Here are a few stream-of-consciousness tips from our experience:

  • Make sure you go after they turn the North Rim water pump on, usually around the weekend before we went. It's the last water fill-up before the north rim climb, and it's pretty critical to doing a single day R2R2R.
  • Hiking poles really help take stress off the knees during the long downhills, and they speed your pace on the uphill. Not a must-have, but we were really happy to have them. Anecdotally, they seem to have reduced next-day soreness quite a bit.
  • Hiking boots are definitely not required. You'll move much faster in trail runners. Wear an ankle brace if you have bad ankles.
  • Headlamps are a must-carry item.
  • No need for any water purification - there are plenty of fill-up points along the way.
  • You can park right at the South Kaibab trailhead - don't do what we did and park at the visitor's center then walk an extra ~2 miles.
  • An early start really helps. Getting on the trail by 4:30 or 5:00 AM would be ideal
  • Big, dorky hats are great. Wear one and love it.
  • Probably you won't need any warm gear beyond a thin long-sleeve shirt like a Patagonia Capilene 1. As long as you're moving, temps didn't get cold for any of us to want more than that.
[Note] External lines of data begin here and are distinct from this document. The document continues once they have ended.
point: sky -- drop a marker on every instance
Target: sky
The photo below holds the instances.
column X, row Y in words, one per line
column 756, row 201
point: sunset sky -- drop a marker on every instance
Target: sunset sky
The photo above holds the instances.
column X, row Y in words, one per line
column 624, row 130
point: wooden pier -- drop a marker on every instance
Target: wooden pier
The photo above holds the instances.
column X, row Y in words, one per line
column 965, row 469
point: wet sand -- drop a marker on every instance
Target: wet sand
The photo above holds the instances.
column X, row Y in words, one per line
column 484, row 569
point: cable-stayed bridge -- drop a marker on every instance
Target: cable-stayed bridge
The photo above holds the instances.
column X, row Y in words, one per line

Of course, weather varies every year, so make prudent decisions for your forecast.
  • Campground reservations at the canyon fill up fast, so get them early. There are also some doable options outside the park by a few miles.
  • The drive from San Francisco is doable, but definitely not the most scenic. If you're crunched for time, consider flying to Vegas and driving from there.
  • It should go without saying, but carry very little. Nobody in our group had a pack larger than about 16L, and most people carried 2-3L of water at a time.